Paar (Windsbraut)

Karl Hofer

Paar (Windsbraut)

um 1937
Bleistift auf elfenbeinfarbenem festem Velin
59,6 x 44,6 cm


Die Zeichnung steht in engem Zusammenhang mit dem 1937 entstandenen Gemälde "Im Wind" (Wohlert WVZ-Nr. 1316), heute im Detroit Museum of Arts, USA.
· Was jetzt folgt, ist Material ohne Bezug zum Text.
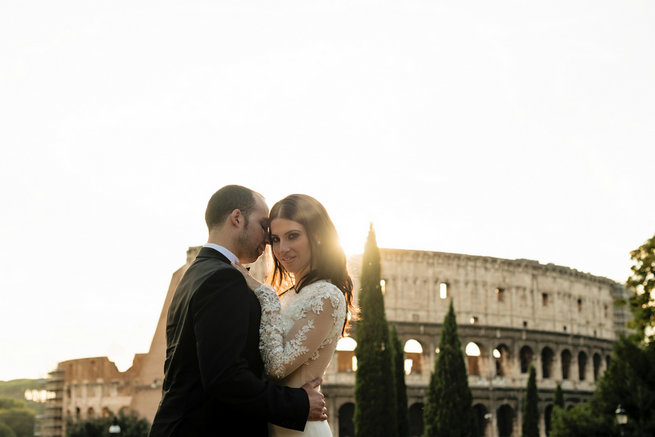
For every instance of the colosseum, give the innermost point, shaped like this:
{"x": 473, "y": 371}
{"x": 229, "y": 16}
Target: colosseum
{"x": 510, "y": 314}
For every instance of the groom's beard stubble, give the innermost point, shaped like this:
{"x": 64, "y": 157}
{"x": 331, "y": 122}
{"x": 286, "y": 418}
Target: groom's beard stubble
{"x": 250, "y": 248}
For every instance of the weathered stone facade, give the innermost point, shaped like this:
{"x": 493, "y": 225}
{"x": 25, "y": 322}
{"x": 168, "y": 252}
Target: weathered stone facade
{"x": 515, "y": 312}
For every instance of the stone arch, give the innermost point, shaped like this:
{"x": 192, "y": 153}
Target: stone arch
{"x": 416, "y": 427}
{"x": 582, "y": 365}
{"x": 548, "y": 413}
{"x": 547, "y": 356}
{"x": 505, "y": 420}
{"x": 503, "y": 358}
{"x": 597, "y": 362}
{"x": 345, "y": 352}
{"x": 526, "y": 355}
{"x": 473, "y": 358}
{"x": 481, "y": 418}
{"x": 345, "y": 417}
{"x": 413, "y": 357}
{"x": 566, "y": 364}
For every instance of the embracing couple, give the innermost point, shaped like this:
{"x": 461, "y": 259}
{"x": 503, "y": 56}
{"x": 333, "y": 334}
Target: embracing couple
{"x": 245, "y": 358}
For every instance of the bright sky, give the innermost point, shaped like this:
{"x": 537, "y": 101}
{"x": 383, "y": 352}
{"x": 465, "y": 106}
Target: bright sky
{"x": 510, "y": 129}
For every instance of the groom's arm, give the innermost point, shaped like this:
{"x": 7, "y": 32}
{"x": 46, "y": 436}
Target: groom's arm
{"x": 221, "y": 321}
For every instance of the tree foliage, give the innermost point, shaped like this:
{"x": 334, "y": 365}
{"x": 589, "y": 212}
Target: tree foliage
{"x": 375, "y": 394}
{"x": 449, "y": 406}
{"x": 398, "y": 355}
{"x": 5, "y": 431}
{"x": 17, "y": 416}
{"x": 642, "y": 283}
{"x": 131, "y": 426}
{"x": 579, "y": 421}
{"x": 531, "y": 407}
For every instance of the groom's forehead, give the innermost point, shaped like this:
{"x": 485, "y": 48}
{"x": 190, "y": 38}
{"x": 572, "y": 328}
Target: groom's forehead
{"x": 261, "y": 208}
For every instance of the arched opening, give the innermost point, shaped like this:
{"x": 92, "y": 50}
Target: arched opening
{"x": 346, "y": 360}
{"x": 473, "y": 358}
{"x": 346, "y": 425}
{"x": 566, "y": 364}
{"x": 413, "y": 355}
{"x": 548, "y": 412}
{"x": 481, "y": 419}
{"x": 502, "y": 357}
{"x": 597, "y": 361}
{"x": 526, "y": 358}
{"x": 547, "y": 355}
{"x": 582, "y": 365}
{"x": 416, "y": 420}
{"x": 505, "y": 420}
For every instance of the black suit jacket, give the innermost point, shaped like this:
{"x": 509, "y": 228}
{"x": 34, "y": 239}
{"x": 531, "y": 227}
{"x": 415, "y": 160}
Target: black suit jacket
{"x": 212, "y": 384}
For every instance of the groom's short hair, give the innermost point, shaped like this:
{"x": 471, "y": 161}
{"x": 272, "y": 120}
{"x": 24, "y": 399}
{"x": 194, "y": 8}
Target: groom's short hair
{"x": 226, "y": 200}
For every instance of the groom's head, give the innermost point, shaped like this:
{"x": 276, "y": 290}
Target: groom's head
{"x": 237, "y": 218}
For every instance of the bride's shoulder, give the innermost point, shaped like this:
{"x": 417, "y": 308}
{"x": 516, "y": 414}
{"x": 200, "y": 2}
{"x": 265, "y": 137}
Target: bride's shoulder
{"x": 324, "y": 289}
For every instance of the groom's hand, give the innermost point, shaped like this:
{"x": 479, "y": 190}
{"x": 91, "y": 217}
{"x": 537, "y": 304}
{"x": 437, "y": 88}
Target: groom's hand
{"x": 317, "y": 410}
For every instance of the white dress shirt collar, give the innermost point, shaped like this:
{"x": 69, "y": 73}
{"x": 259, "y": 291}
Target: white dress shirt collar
{"x": 225, "y": 252}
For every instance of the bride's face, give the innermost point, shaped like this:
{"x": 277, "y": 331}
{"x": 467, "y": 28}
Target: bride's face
{"x": 291, "y": 247}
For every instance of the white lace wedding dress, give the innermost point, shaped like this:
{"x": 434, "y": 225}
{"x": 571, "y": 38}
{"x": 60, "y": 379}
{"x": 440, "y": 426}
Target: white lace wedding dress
{"x": 298, "y": 335}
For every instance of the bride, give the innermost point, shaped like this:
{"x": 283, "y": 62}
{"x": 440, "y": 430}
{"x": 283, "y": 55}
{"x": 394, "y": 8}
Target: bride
{"x": 299, "y": 329}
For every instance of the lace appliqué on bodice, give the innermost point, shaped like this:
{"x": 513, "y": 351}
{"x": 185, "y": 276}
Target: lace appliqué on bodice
{"x": 297, "y": 327}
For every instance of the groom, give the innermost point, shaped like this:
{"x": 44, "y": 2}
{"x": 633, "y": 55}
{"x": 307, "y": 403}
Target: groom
{"x": 212, "y": 384}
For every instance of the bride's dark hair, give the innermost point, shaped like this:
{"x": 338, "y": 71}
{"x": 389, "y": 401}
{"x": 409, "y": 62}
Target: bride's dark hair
{"x": 328, "y": 260}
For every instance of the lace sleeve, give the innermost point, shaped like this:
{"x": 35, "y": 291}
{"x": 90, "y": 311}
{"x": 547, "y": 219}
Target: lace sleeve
{"x": 314, "y": 322}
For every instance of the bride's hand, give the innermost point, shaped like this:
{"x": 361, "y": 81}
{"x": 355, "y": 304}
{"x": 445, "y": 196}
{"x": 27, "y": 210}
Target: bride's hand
{"x": 253, "y": 283}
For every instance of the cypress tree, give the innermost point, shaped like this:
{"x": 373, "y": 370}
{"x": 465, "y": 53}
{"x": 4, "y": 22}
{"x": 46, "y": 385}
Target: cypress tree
{"x": 559, "y": 397}
{"x": 401, "y": 389}
{"x": 531, "y": 407}
{"x": 449, "y": 407}
{"x": 375, "y": 392}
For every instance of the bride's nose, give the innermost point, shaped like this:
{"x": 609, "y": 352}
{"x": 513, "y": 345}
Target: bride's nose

Das Menschenbild ist ein zentrales Thema, dem sich Karl Hofer immer wieder zuwendet. Er hat den Menschen studiert – mit seinen Abgründen, aber auch mit seinen liebevollen und zärtlichen Seiten. So erstaunt es nicht, daß Hofer, der aus einem tiefen Brunnen an Eindrücken schöpfen kann, hier erneut ein ungemein eindringliches Motiv schafft. Der Künstler fängt ein weibliches Paar in einem intimen Moment ein: sie sind unbekleidet, nur in Tücher gehüllt, stehen hintereinander, sich im Arm haltend und scheinen sich des Betrachters nicht bewußt zu sein. Sie sind in ihre eigene Welt eingetaucht und verschmelzen fast zu einer Figur.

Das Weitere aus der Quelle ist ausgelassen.